When Mr. & Mrs. White realize that in following the son's suggestion for money they have altered their lives in a horrible way they panic. The money comes to them as compensation for a horrible accident at the factory where their son worked. He has died at the hands of the machinery. Mrs. White immediately wants to wish her son back to life & runs to find the paw. There is a struggle & an argument. The family is beginning to learn that there is strange magic at work that they truly can defy the laws of nature. The husband is reluctant but is powerless at the maniacal urging of his wife & when he refuses to make the wish she does so herself.
It is at this point that Jacobs uses the best tool of the writer of a ghost story -- the power of suggestion. When feel the terror of the husband & know the longing of the wife for her son. The terrible knocking at the door, the fact that the wife rushes downstairs while we the reader remain upstairs with the husband who dare not move from his spot. While he envisions what must have happened to his son, remembering the accident & imagining a something hideous crawling out of a fresh grave, his wife frantically tries to open the door but has trouble with the bolt. The reader is wondering as well: Will she she her son? What will happen to her? What kind of family will they be with a dead son returned from the grave?
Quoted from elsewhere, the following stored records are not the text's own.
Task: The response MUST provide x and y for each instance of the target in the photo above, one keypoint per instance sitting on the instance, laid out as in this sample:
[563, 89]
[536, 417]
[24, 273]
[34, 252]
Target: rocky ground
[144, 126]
The husband at last makes the final & inevitable wish -- the only sensible wish made while the paw was theirs those brief fateful days.
And the story ends with an eerie image complete with a poignant sound effect that sends a final frisson up your spine:
A cold wind rushed up the staircase & a long loud wail of disappointment & misery from his wife gave him courage to run down to her side, & to the gate beyond. The street lamp flickering opposite shone on a quiet & deserted road. (p. 53)It is certain that the echo of that misery-filled wail reached all the way to the cemetery where no doubt it settled like a mournful shroud on the still undisturbed grave of their hapless son.